Beekeepers and environmentalists called on EPA to remove a pesticide linked to Colony Collapse Disorder (CCD), citing a leaked EPA memo that discloses a critically flawed scientific support study.
The Nov. 2 memo identifies a core study underpinning the registration of the insecticide clothianidin as unsound after EPA quietly re-evaluated the pesticide just as it was getting ready to allow a further expansion of its use.
Clothianidin (product name "Poncho") has been widely used as a seed treatment on many of the country's major crops for eight growing seasons under a "conditional registration" granted while EPA waited for Bayer Crop Science, the pesticide's maker, to conduct a field study assessing the insecticide's threat to bee colony health.
Bayer's field study was the contingency on which clothianidin's conditional registration was granted in 2003. The groups are calling for an immediate stop-use order on the pesticide while the science is redone in partnership with practicing beekeepers. They claim that the initial field study guidelines, which the Bayer study failed to satisfy, were insufficiently rigorous to test whether or not clothianidin contributes to CCD in a real-world scenario: the field test evaluated the wrong crop, over an insufficient time period and with inadequate controls.
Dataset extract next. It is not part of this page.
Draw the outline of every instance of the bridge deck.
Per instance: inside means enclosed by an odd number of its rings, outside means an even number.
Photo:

According to James Frazier, Ph.D., professor of entomology at Penn State, "Among the neonicotinoids, clothianidin is among those most toxic for honey bees, and this combined with its systemic movement in plants has produced a troubling mix of scientific results pointing to its potential risk for honey bees through current agricultural practices.
"Our own research indicates that systemic pesticides occur in pollen and nectar in much greater quantities than has been previously thought, and that interactions among pesticides occurs often and should be of wide concern."
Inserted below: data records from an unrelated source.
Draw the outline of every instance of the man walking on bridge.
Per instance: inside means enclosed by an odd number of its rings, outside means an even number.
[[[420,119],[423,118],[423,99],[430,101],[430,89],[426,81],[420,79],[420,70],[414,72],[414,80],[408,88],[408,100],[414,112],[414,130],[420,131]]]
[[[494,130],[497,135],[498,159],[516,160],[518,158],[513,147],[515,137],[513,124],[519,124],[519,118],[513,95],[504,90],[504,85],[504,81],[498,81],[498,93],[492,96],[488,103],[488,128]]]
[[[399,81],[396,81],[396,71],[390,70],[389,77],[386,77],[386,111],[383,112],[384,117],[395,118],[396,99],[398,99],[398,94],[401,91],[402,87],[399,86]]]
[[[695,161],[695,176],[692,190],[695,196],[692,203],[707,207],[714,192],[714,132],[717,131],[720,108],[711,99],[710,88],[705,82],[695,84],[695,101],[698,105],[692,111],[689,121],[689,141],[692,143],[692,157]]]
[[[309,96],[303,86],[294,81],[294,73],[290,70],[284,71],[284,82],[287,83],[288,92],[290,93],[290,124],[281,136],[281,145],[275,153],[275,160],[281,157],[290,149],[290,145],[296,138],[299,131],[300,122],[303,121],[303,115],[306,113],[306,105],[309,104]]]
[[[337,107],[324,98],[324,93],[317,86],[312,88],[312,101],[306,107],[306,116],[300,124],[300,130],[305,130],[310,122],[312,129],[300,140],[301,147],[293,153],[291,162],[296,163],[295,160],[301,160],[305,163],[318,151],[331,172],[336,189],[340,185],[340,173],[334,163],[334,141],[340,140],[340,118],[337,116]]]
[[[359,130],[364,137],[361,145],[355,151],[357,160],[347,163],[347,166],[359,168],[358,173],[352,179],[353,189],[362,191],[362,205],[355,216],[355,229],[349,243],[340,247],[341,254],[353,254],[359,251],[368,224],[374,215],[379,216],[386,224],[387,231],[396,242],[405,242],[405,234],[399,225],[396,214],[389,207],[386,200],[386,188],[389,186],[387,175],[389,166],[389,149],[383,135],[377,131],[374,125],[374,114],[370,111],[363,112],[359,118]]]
Dr. Frazier said that the most prudent course of action would be to take the pesticide off the market while the flawed study is being redone.
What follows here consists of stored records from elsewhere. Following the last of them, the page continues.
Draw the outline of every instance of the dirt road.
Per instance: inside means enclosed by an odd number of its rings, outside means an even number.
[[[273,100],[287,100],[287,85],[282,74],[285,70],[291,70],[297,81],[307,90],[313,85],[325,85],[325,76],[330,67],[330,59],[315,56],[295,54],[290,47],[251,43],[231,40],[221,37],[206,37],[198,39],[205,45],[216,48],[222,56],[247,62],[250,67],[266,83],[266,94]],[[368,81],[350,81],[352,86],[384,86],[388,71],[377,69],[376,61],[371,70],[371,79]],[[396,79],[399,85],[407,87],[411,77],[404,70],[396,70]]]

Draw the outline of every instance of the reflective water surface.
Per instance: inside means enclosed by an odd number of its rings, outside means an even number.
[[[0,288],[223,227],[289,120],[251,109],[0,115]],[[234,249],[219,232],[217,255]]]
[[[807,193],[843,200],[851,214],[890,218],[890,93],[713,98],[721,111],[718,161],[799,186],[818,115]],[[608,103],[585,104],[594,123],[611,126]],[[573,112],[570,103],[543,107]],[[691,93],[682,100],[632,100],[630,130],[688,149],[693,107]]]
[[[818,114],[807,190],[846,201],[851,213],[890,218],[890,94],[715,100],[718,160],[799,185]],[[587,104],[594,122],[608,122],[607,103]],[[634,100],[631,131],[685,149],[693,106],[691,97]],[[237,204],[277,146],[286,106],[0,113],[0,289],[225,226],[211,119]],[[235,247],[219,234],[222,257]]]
With a soil half-life of up to 19 years in heavy soils, and over a year in the lightest of soils, commercial beekeepers are concerned that even an immediate stop-use of clothianidin will not save their livelihoods or hives in time.
"We are losing more than a third of our colonies each winter, but beekeepers are a stubborn, industrious bunch. We split hives, rebound as much as we can each summer, and then just eat our losses. So even these big loss numbers understate the problem," says 50-year beekeeper, David Hackenberg. "What folks need to understand is that the beekeeping industry, which is responsible for a third of the food we eat, is at a critical threshold."